Titoli minerari saliranno solo se l'Europa proporrà soluzioni (Credit Suisse)

Inviato da Floriana Liuni il Lun, 28/05/2012 - 12:21
Quotazione: THYSSENKRUPP AG
Quotazione: ARCELORMITTAL
Quotazione: EURASIAN NAT RE
Quotazione: CREDIT SUISSE GRP R
Quotazione: BHP BILLITON LT
Quotazione: TENARIS
Quotazione: KAZAKHMYS
Quotazione: ANTOFAGASTA
Difficile al momento prevedere quale sarà l'andamento del ciclo dei titoli minerari, dato che resta la possibilità di una crisi europea i cui possibili sviluppi non si conoscono con precisione.

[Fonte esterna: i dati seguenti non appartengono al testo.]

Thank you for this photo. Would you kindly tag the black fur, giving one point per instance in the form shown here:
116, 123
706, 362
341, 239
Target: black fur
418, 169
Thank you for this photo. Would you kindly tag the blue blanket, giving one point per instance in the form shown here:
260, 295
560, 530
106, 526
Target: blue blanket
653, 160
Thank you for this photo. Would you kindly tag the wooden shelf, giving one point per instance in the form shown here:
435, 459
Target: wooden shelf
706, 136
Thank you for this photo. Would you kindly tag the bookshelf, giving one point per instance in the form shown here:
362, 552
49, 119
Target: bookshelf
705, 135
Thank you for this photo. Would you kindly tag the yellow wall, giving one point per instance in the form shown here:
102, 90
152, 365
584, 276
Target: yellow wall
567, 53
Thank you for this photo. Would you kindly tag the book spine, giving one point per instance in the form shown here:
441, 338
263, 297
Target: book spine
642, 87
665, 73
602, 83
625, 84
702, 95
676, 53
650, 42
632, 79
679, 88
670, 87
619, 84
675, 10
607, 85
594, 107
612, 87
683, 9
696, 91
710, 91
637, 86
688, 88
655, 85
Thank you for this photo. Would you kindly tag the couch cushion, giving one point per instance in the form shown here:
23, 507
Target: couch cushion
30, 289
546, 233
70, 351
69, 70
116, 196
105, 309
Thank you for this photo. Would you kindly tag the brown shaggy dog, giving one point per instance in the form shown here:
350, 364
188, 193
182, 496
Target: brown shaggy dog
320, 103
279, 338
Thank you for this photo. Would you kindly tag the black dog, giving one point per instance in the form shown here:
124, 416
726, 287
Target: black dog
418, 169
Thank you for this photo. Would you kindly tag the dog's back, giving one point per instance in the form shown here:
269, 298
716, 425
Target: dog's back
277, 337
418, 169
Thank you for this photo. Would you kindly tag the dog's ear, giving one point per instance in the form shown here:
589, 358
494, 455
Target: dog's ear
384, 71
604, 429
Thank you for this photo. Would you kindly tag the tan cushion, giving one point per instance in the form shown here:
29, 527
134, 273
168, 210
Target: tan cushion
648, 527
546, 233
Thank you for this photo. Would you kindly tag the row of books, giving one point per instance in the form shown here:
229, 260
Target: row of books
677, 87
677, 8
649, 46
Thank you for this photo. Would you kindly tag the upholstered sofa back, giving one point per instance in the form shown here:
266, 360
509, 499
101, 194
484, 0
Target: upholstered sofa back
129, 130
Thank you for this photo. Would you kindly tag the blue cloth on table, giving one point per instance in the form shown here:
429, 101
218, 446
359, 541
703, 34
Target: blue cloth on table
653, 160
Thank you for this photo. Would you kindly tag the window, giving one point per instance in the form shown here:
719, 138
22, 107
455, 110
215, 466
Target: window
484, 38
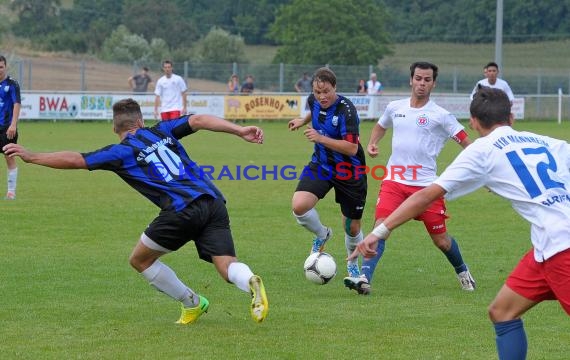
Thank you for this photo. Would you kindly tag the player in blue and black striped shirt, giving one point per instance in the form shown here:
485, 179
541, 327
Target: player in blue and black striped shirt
337, 162
154, 162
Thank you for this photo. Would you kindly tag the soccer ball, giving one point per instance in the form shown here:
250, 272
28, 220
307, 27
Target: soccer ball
320, 268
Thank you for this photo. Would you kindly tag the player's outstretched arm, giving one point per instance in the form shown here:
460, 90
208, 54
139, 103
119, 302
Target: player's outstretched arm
56, 160
252, 134
299, 122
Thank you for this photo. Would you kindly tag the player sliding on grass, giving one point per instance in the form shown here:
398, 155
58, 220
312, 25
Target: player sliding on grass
154, 162
530, 170
420, 130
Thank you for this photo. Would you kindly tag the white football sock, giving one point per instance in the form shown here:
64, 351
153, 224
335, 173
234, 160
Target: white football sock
12, 178
310, 221
239, 274
164, 279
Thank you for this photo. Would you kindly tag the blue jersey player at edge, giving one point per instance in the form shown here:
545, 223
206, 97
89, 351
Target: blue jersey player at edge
154, 162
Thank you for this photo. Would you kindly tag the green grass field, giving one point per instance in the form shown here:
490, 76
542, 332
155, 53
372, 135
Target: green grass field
69, 293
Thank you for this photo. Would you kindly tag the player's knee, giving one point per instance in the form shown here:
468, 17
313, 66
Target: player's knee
299, 209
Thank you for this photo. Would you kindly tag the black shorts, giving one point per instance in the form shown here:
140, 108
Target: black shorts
4, 138
205, 221
349, 194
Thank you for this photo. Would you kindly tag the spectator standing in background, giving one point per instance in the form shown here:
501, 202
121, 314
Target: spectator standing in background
10, 103
492, 80
373, 86
233, 84
247, 87
140, 82
170, 94
304, 84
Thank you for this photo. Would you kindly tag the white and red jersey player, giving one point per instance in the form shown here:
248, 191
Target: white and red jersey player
419, 135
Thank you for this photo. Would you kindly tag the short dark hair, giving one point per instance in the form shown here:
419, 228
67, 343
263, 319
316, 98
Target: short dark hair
126, 112
424, 65
324, 74
490, 106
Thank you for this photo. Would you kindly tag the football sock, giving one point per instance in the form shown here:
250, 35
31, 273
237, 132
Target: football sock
239, 274
455, 258
12, 178
369, 264
350, 242
310, 221
165, 280
511, 339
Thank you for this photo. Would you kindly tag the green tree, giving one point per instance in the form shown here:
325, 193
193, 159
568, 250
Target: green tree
342, 32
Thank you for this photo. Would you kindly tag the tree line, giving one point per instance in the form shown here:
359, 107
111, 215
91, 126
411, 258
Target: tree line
348, 32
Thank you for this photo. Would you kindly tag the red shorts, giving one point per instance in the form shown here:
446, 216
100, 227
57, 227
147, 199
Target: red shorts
548, 280
170, 115
392, 194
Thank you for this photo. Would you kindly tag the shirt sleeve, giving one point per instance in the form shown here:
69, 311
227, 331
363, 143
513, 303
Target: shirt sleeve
509, 92
474, 91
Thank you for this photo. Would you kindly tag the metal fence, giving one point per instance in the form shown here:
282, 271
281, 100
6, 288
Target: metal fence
539, 86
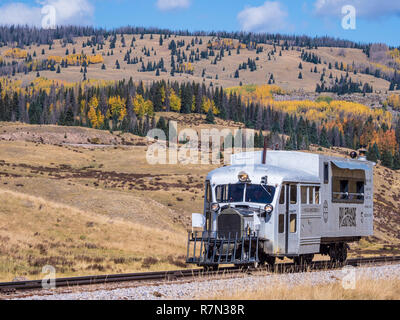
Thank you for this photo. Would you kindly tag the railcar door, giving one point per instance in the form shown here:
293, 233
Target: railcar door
288, 215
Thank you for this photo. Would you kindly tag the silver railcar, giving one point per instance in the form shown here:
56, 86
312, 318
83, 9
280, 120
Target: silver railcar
277, 204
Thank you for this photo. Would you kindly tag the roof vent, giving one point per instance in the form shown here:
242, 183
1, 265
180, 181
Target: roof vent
362, 155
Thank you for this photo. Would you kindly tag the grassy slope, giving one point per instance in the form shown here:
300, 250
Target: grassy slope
107, 210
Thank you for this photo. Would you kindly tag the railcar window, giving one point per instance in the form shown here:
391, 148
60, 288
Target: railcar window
282, 196
360, 190
293, 223
304, 195
310, 195
293, 194
350, 190
317, 196
326, 172
259, 193
208, 192
281, 227
230, 193
344, 189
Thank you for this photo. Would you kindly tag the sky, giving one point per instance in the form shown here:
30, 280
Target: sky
365, 21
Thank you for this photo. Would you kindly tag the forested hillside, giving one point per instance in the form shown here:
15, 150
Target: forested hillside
280, 85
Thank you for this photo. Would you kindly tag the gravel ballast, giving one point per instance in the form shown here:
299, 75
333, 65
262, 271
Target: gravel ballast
210, 287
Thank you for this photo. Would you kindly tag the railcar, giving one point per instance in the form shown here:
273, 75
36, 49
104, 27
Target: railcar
277, 204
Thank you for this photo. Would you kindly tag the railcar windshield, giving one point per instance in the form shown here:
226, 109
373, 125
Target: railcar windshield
256, 193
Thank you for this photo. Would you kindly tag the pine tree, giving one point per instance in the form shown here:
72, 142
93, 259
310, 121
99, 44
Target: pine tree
210, 116
387, 159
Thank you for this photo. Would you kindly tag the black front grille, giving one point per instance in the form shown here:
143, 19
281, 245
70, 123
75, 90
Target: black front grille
229, 223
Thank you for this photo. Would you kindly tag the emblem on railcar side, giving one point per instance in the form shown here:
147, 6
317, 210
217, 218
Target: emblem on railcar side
347, 217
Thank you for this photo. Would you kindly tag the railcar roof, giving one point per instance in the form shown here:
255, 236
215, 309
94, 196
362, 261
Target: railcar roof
229, 174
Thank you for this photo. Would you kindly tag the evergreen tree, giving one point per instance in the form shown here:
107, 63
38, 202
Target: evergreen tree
210, 116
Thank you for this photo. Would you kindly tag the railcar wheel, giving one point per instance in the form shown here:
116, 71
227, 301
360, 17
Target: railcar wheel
338, 253
210, 268
270, 261
303, 260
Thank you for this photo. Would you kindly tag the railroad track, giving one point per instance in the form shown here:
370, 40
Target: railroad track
10, 287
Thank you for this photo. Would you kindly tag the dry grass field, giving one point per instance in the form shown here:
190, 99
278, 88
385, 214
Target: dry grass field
101, 208
284, 68
365, 290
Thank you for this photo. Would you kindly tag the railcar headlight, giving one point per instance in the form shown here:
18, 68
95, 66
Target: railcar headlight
243, 177
215, 207
269, 208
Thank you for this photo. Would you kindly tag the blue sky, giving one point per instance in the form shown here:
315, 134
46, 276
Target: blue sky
376, 20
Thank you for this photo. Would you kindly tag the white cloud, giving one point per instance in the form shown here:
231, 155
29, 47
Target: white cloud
269, 17
165, 5
372, 9
67, 12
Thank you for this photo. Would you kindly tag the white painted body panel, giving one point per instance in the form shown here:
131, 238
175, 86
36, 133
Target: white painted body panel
314, 221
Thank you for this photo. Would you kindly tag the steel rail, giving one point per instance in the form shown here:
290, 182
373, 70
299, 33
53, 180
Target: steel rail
8, 287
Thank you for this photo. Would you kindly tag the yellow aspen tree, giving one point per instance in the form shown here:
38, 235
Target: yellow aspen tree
175, 101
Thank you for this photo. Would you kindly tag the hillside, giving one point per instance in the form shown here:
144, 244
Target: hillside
198, 59
96, 209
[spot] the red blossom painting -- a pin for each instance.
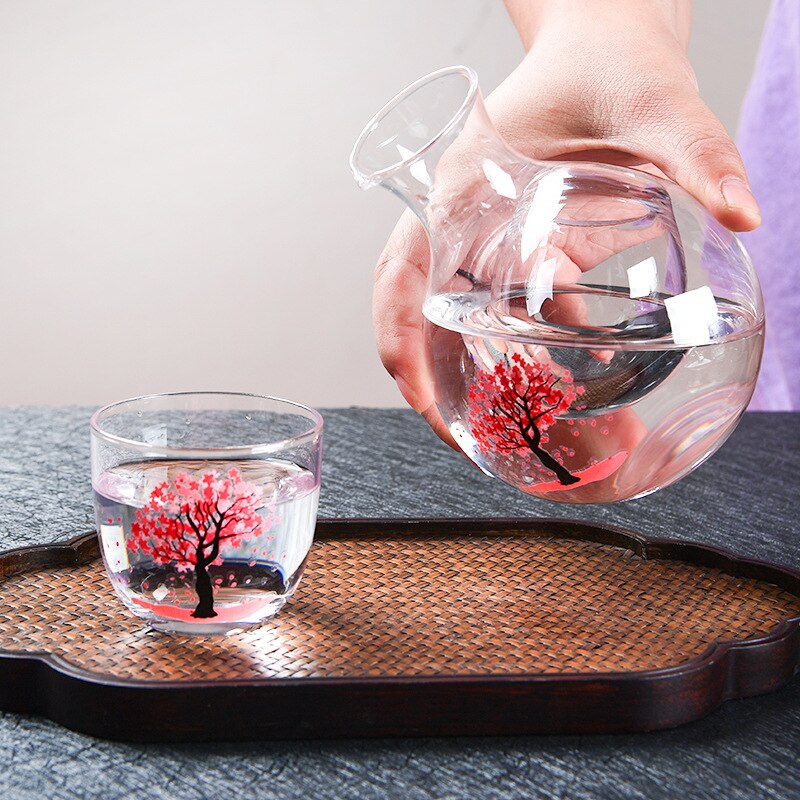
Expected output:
(185, 522)
(512, 407)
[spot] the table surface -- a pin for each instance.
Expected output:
(388, 463)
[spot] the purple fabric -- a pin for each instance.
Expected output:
(769, 139)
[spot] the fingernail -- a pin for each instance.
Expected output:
(419, 404)
(737, 196)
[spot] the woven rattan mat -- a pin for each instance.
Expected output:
(417, 606)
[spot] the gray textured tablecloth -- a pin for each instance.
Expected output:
(386, 463)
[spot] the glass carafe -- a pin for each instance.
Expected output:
(593, 333)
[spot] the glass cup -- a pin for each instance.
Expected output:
(206, 504)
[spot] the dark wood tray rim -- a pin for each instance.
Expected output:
(726, 670)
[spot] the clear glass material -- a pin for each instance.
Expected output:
(593, 333)
(206, 504)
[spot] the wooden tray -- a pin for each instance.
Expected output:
(413, 627)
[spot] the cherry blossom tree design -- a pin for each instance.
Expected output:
(512, 406)
(187, 521)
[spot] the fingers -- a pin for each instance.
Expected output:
(692, 147)
(398, 295)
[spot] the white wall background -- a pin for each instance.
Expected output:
(176, 209)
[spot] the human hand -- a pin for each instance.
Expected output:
(605, 81)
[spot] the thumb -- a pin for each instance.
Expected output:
(693, 148)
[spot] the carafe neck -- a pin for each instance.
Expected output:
(435, 147)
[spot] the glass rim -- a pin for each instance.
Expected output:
(374, 177)
(259, 448)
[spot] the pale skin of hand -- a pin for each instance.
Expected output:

E' l'opinione degli analisti di Credit Suisse. Le conseguenze di una crisi in questo senso, secondo gli esperti, sarebbero paragonabili se non peggiori a quella russo-asiatica del 1997-98. Gli scenari possibili, si legge nella nota, sono due: o l'Europa cade nella crisi, e allora si prospettano diversi mesi pessimi dal punto di vista dei prezzi per l'acciaio e le materie prime in generale. Qualunque decisione da parte dell'Europa, invece, riporterebbe la fiducia a livello globale, rendendo probabile un'accelerazione nel secondo semestre. "Una combinazione di misure di rilancio dell'economia cinese, di QE3 e di soluzione per l'Europa sarebbe l'ideale per prevedere un ciclo rialzista. Tuttavia al momento e nel brevissimo termine l'eventualità appare estremamente remota", commenta Credit Suisse, che si focalizza sul rischio di ribasso e continua a consigliare tra i titoli migliori BHP Billiton e Arcelor Mittal. Tra le azioni col maggior potenziale in un contesto di incertezza la banca d'affari indica Thyssen, ENRC, Kazakhmys, Antofagasta, Voestalpine e Tenaris, mentre Vallourec presenta un rischio al ribasso relativamente limitato.